NAME

Align::NW - Needleman-Wunsch algorithm for optimal global sequence alignment

SYNOPSIS

    use Align::NW;
  
    $payoff = { match      => $match,
		mismatch   => $mismatch,
		gap_open   => $gap_open,
		gap_extend => $gap_extend };
  
    $nw = new Align::NW $a, $b, $payoff, %options
    $nw->score;
    $nw->align;
  
    $score = $nw->get_score;
    $align = $nw->get_align;

    $nw->print_align;
    $nw->dump_score;

DESCRIPTION

Align::NW finds the optimal global alignment of the sequences $a and $b, subject to the $payoff matrix.

Algorithm

Align::NW uses the Needleman-Wunsch dynamic programming algorithm. This algorithm runs in O(a*b*(a+b)), where a and b are the lengths of the two sequences to be aligned.

Alignments

An alignment of two sequences is represented by three lines. The first line shows the first sequence, and the third line shows the second sequence.

The second line has a row of symbols. The symbol is a vertical bar where ever characters in the two sequences match, and a space where ever they do not.
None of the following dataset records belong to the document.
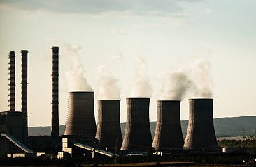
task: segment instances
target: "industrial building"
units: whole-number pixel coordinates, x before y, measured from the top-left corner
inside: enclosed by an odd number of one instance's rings
[[[69,92],[65,135],[94,138],[96,122],[94,92]]]
[[[218,147],[213,118],[213,99],[190,99],[185,149]]]
[[[157,108],[157,125],[152,147],[157,150],[182,149],[184,140],[180,125],[180,101],[158,100]]]
[[[95,138],[101,148],[120,150],[122,138],[120,121],[120,100],[98,100],[98,123]]]
[[[14,51],[9,53],[9,111],[0,112],[1,154],[22,151],[34,154],[27,146],[39,150],[38,145],[46,143],[45,148],[55,154],[58,152],[59,157],[66,154],[83,154],[85,150],[113,157],[118,156],[115,154],[118,152],[120,154],[145,152],[151,147],[157,151],[182,151],[183,148],[193,150],[218,146],[213,122],[213,99],[189,100],[189,125],[184,143],[180,100],[157,101],[157,127],[152,140],[149,120],[150,98],[127,98],[127,122],[122,139],[120,100],[97,100],[98,124],[96,125],[94,93],[69,92],[66,129],[64,135],[59,136],[59,47],[52,47],[52,54],[51,135],[32,136],[28,143],[28,51],[21,51],[21,111],[15,109],[16,56]]]
[[[16,141],[27,144],[27,50],[21,51],[21,111],[15,108],[15,53],[9,53],[9,111],[0,112],[0,153],[20,152]],[[15,142],[10,140],[15,138]]]
[[[152,145],[150,98],[127,98],[127,121],[121,150],[145,150]]]

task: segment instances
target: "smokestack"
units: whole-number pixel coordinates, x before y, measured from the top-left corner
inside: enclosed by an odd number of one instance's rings
[[[180,100],[158,100],[157,119],[152,147],[155,150],[181,149],[184,140],[180,117]]]
[[[26,144],[27,139],[28,137],[28,129],[27,129],[27,50],[22,50],[22,64],[21,64],[21,73],[22,73],[22,80],[21,80],[21,111],[23,113],[23,134],[24,138],[23,141]]]
[[[145,150],[152,145],[150,98],[127,98],[127,122],[121,150]]]
[[[52,137],[59,136],[59,47],[52,47]]]
[[[120,150],[122,142],[120,122],[120,100],[98,100],[96,138],[102,148]]]
[[[190,99],[190,118],[184,148],[217,147],[213,119],[213,99]]]
[[[9,111],[15,111],[15,52],[9,53]]]
[[[94,92],[69,92],[65,135],[95,138]]]

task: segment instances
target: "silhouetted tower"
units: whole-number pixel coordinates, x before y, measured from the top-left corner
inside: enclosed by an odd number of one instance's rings
[[[23,113],[23,141],[26,144],[28,137],[28,127],[27,127],[27,50],[21,51],[22,64],[21,64],[21,110]]]
[[[127,98],[127,121],[121,150],[145,150],[152,145],[150,98]]]
[[[59,136],[59,47],[52,47],[52,137]]]
[[[15,111],[15,52],[9,53],[9,111]]]
[[[213,118],[213,99],[190,99],[190,118],[184,148],[218,146]]]
[[[122,138],[120,121],[120,100],[98,100],[96,138],[102,148],[120,150]]]
[[[180,117],[180,100],[157,101],[157,118],[152,147],[155,150],[181,149],[184,140]]]
[[[94,92],[69,92],[65,135],[95,138]]]

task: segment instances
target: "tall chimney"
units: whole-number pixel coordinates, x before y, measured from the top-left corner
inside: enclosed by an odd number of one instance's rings
[[[150,98],[127,98],[127,121],[121,150],[145,150],[152,145]]]
[[[152,147],[155,150],[182,149],[184,145],[180,100],[157,101],[157,118]]]
[[[28,137],[28,127],[27,127],[27,50],[22,50],[22,64],[21,64],[21,111],[23,113],[23,141],[26,144]]]
[[[52,47],[52,137],[59,136],[59,47]]]
[[[9,53],[9,111],[15,111],[15,52]]]
[[[120,121],[120,100],[98,100],[98,123],[95,138],[101,147],[120,150],[122,142]]]
[[[190,99],[190,117],[185,149],[218,146],[213,119],[213,99]]]

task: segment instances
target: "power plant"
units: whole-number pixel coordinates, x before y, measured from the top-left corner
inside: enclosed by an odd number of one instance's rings
[[[9,111],[0,112],[0,150],[4,150],[2,151],[4,152],[17,152],[19,150],[13,146],[15,145],[27,153],[35,153],[27,148],[29,145],[27,56],[27,50],[21,51],[20,112],[15,109],[15,53],[10,51],[8,55]],[[127,98],[127,121],[122,139],[120,120],[120,100],[97,100],[98,123],[96,125],[94,93],[71,91],[67,95],[66,129],[64,135],[59,136],[59,47],[53,46],[51,133],[49,136],[31,138],[29,143],[31,148],[36,142],[38,145],[41,145],[42,141],[48,142],[49,148],[52,148],[52,145],[55,145],[52,152],[57,151],[57,157],[62,158],[66,154],[85,154],[85,150],[90,150],[92,156],[94,152],[98,152],[109,157],[117,157],[118,152],[119,154],[145,152],[151,148],[160,152],[218,147],[213,122],[213,99],[189,100],[189,125],[184,143],[180,125],[180,100],[157,101],[157,125],[152,140],[149,119],[150,99]],[[115,151],[115,154],[110,151]]]
[[[95,138],[101,148],[120,150],[122,138],[120,121],[120,100],[98,100],[98,123]]]
[[[15,52],[9,54],[9,111],[15,111]]]
[[[96,123],[94,92],[69,92],[65,135],[94,138]]]
[[[184,140],[180,125],[180,101],[158,100],[157,107],[157,125],[152,147],[157,150],[182,149]]]
[[[52,47],[52,137],[59,136],[59,47]]]
[[[127,121],[121,150],[143,150],[152,145],[150,98],[127,98]]]
[[[213,99],[190,99],[185,149],[218,147],[213,118]]]
[[[22,112],[23,113],[23,141],[24,143],[27,143],[28,137],[28,125],[27,125],[27,50],[21,51],[22,56],[22,64],[21,64],[21,72],[22,72],[22,80],[21,80],[21,100],[22,100]]]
Dots may be inserted in either sequence to represent gaps.

For example, the two sequences

    abcdefghajklm
    abbdhijk

could be aligned like this

    abcdefghajklm
    || |   | || 
    abbd...hijk

As shown, there are 6 matches, 2 mismatches, and one gap of length 3.
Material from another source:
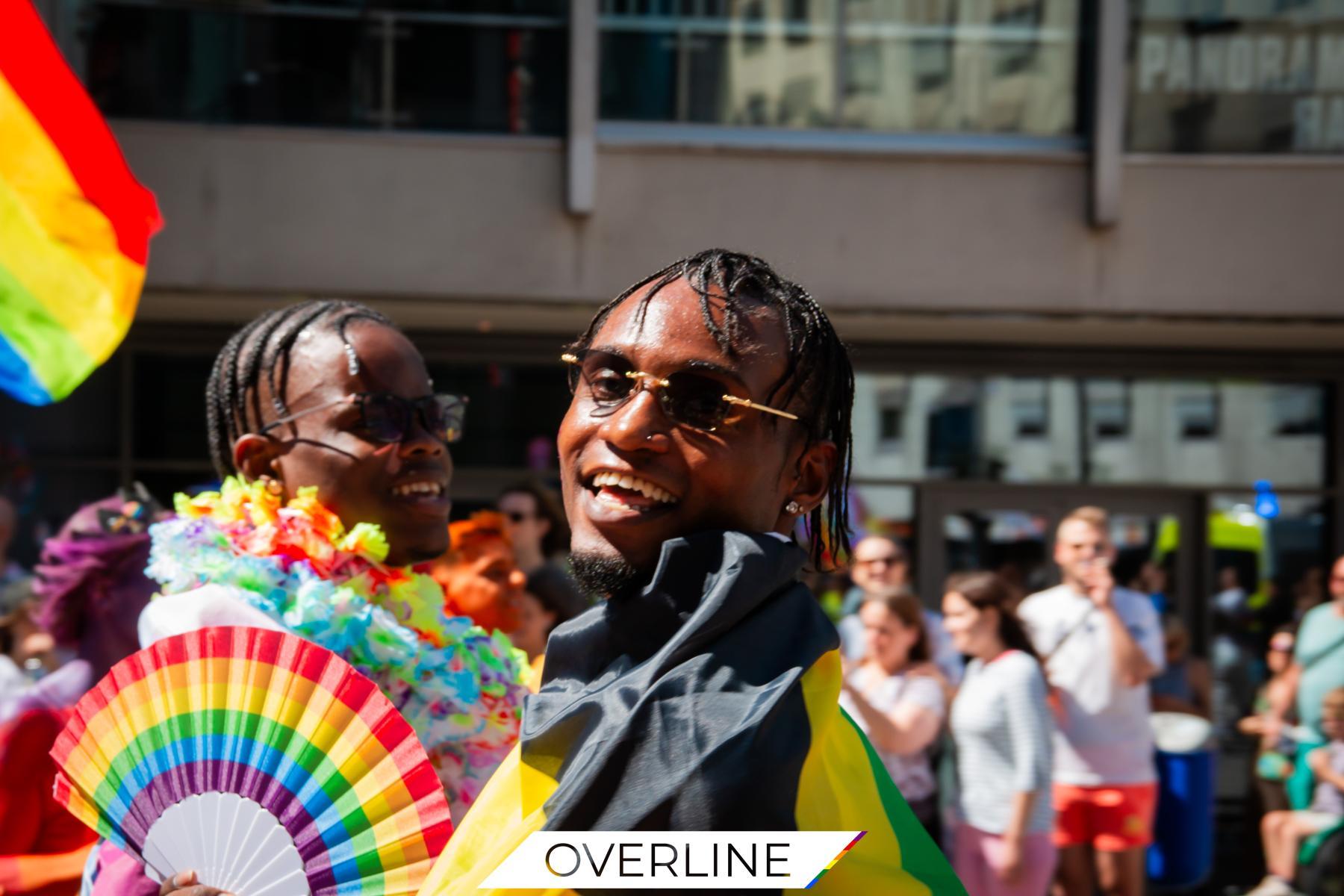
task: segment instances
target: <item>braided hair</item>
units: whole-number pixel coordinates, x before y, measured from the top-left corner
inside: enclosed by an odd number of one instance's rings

Align::NW retuns an alignment as a hash

    $align = { a => $a,
	       s => $s,
	       b => $b };

$a and $b are the two sequences. $s is the line of symbols.

The Payoff Matrix

The alignment is scored according to a payoff matrix

    $payoff = { match      => $match,
		mismatch   => $mismatch,
		gap_open   => $gap_open,
		gap_extend => $gap_extend };

The entries in the matrix are the number of points added to the score

for each match
for each mismatch
when a gap is opened in either sequence
for each position that a gap is extended (including the first)

For correct operation, match must be positive, and the other entries must be negative.

Example

Given the payoff matrix

   $payoff = { match      =>  4,
	       mismatch   => -3,
	       gap_open   => -2,
	       gap_extend => -1 };

The sequences

    abcdefghajklm
    abbdhijk

are aligned and scored like this

                a b c d e f g h a j k l m
                | |   |       |   | | 
                a b b d . . . h i j k

    match       4 4   4       4   4 4  
    mismatch       -3          -3
    gap_open           -2
    gap_extend         -1-1-1

for a total score of 24-6-2-3 = 15. The algorithm guarantees that no other alignment of these two sequences has a higher score under this payoff matrix.

METHODS

$nw = new Align::NW $a, $b, $payoff, %options: Creates and returns a new Align::NW object. $a and $b are the sequences to be aligned. $payoff is the payoff matrix, described above. Additional options maybe passed in the %options hash; see /OPTIONS for details.
$nw->score: Fills in the score matrix for $nw. This is the O(a*b*(a+b)) operation.
$nw->align: Backtracks through the score matrix and generates an alignment for the two sequences. score must be called before align.
$score = $nw->get_score: Returns the score of the alignment. score must be called before get_score.
$align = $nw->get_align: Returns the alignment of the two sequences, as described above in /Alignments. align must be called before get_align.
$nw->print_align: Pretty prints the alignment to STDOUT. align must be called before print_align.
$nw->dump_score: Dumps the score matrix to STDOUT. This is useful mainly for debugging. The matrix is not pretty printed; line wrapping makes large matrices difficult to read.